Discrete-time models and performance of phase noise channels

TL;DR

This paper analyzes discrete-time phase noise channel models in communication systems, evaluating power loss, intersymbol interference, and oscillator effects to better predict system performance based on phase noise characteristics.

Contribution

It provides a detailed analysis of the discrete-time phase noise channel model, linking measurements to analytical predictions and deriving an expression for residual phase error variance.

Findings

Power loss and intersymbol interference depend on system bandwidth and phase noise.

Residual phase error variance is derived as a function of oscillator parameters.
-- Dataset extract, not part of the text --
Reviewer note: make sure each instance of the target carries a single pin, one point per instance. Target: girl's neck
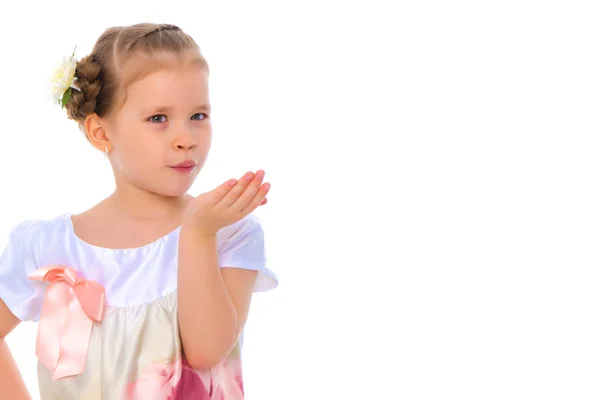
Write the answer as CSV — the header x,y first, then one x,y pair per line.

Performance varies with symbol rate and oscillator quality.

Abstract

This paper deals with the phase noise affecting communication systems, where local oscillators are employed to obtain reference signals for carrier and timing synchronizations. The most common discrete-time phase noise channel model is analyzed, with the aim to fill the gap between measurements and analytical models. In particular, the power loss and the intersymbol interference due to the presence of phase noise is evaluated with reference to the measurements parameters and to the system bandwidth. Moreover, the impact on the communication systems' performance of the phase noise originating from the oscillator non idealities is considered, in case of free-running and phase-locked oscillators. The proposed analysis allows to extrapolate useful information about the performance of practical systems by investigating the power spectral density of the oscillator phase noise. An expression for the variance of the residual phase error after tracking, which depends on the main parameters of practical oscillators, is derived, and used to study the dependence of the performance on the symbol rate.